Purtroppo in pochi si ricordano di Gino Santercole, con quella voce anarchica come blues comanda e quella vena di follia che caratterizza tutti i pionieri del rock’n’roll.
Nato anche lui in via Gluck, era nipote e allo stesso tempo cognato di Adriano Celentano, avendo sposato la sorella di Claudia Mori. Ebbe un ruolo importante nel mitico Clan, al fianco di artisti come Don Backy, Ricky Gianco e Milena Cantù. Nel 2014 era tornato alla ribalta con un album dal programmatico titolo “Voglio essere me” («Perché tutti i ragazzi vogliono essere Vasco Rossi – ci diceva – ma io voglio essere io»), fondendo blues, atmosfere jazz e ricordi di vita, come nel brano “Il valzer dello zio Amedeo”, tenero sguardo sull’infanzia milanese: «Eravamo una famiglia di emigrati pugliesi e in cortile ascoltavo mio padre suonare una chitarra che si era costruito da solo, mio zio Amedeo al mandolino e mia madre alla voce».
Chitarrista, attore, compositore, autore di brani che hanno fatto la storia della musica italiana. Ex componente de I Ribelli, poi membro del Clan Celentano, ha scritto “Una carezza in un pugno”, “Svalutation”, “Un bimbo sul leone”, “Straordinariamente”, parte della colonna sonora di “Er più – Storia d’amore e di coltello” (compresa “Solo per amore nun se vive”) nonché i temi di “Segni particolari bellissimo”. Cantò “Such a cold night to-night” e “Yuppi du” nell’omonimo film.
La prima moglie fu Anna Moroni, sorella di Claudia Mori, ma l’amore della vita lo incontrò sul set a Roma nel 1973, dopo un divorzio, una depressione e la rottura con il Clan. Gli ostacoli sembravano insormontabili e nel 1981 scrisse “Adriano ti incendierò” con un testo di Don Backy, cantata proprio con Celentano a “Fantastico 8”. Gino confidò in diretta: «Ti volevo scrivere una lettera e non ho trovato la carta, così ho fatto una canzone. Poi credo di non essere stato abbastanza apprezzato come autore. Tu il re, noi i sudditi».
Il cinema è stata un’altra passione di Santercole (ha lavorato con i registi Pietro Germi, Dino Risi, Giuliano Montaldo, Luigi Comencini, Luciano Salce, Mario Monicelli, Ettore Scola), insieme allo sport e alla ristorazione (lui e la moglie Melù hanno gestito a Roma l’Osteria 13 giugno).
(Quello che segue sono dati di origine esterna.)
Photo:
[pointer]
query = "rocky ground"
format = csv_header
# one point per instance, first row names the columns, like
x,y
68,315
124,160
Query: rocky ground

Nel 1999 il gran ritorno con il Molleggiato che lo invitò al programma “Francamente me ne infischio”.
Era anche un appassionato di baseball. Nel 2016, incontrando in un bar di Milano alcuni pionieri novaresi, aveva svelato i retroscena delle sue esperienze con questo sport: «Mi ha salvato la vita – spiegò – nel senso che m’ha trasmesso valori importanti». Nei primi anni Cinquanta, quando i “Leprotti” di Beppe Guilizzoni scorrazzavano non lontano, nel rione milanese Canonica, Gino e gli amici della via Gluck si innamorarono del baseball vedendo nel vecchio cinema Tonale il film “Quando Torna Primavera”.
Loro invece si divertivano in uno spiazzo all’inizio della via Gluck, con la lippa e con il baseball. Il padre di Gino faceva il falegname e preparò una rudimentale mazza; anche il resto, dalle basi alle palline, era improvvisato.
Ma li notò Carmelo Cantoni, un ‘nazionale’ che giocava in serie A con l’Inter (abitava in fondo alla stessa via) e portò a quei ragazzi del materiale autentico, compreso il guanto da mancino che serviva a Gino. Il lucido racconto di Santercole proseguì: «Un giorno passò in bicicletta un certo Antonelli, segretario del gruppo sportivo Pirelli, che esclamò: volete giocare sul serio a baseball? La società Pirelli sta cercando dei giovani per allestire una seconda squadra… Fu un colpo di fortuna».
Così i ragazzi della via Gluck, sette-otto giovani sui 15-16 anni, vennero proiettati, dal 1955 al 1957, nel campionato di serie C. In seguito le strade della vita li portarono altrove.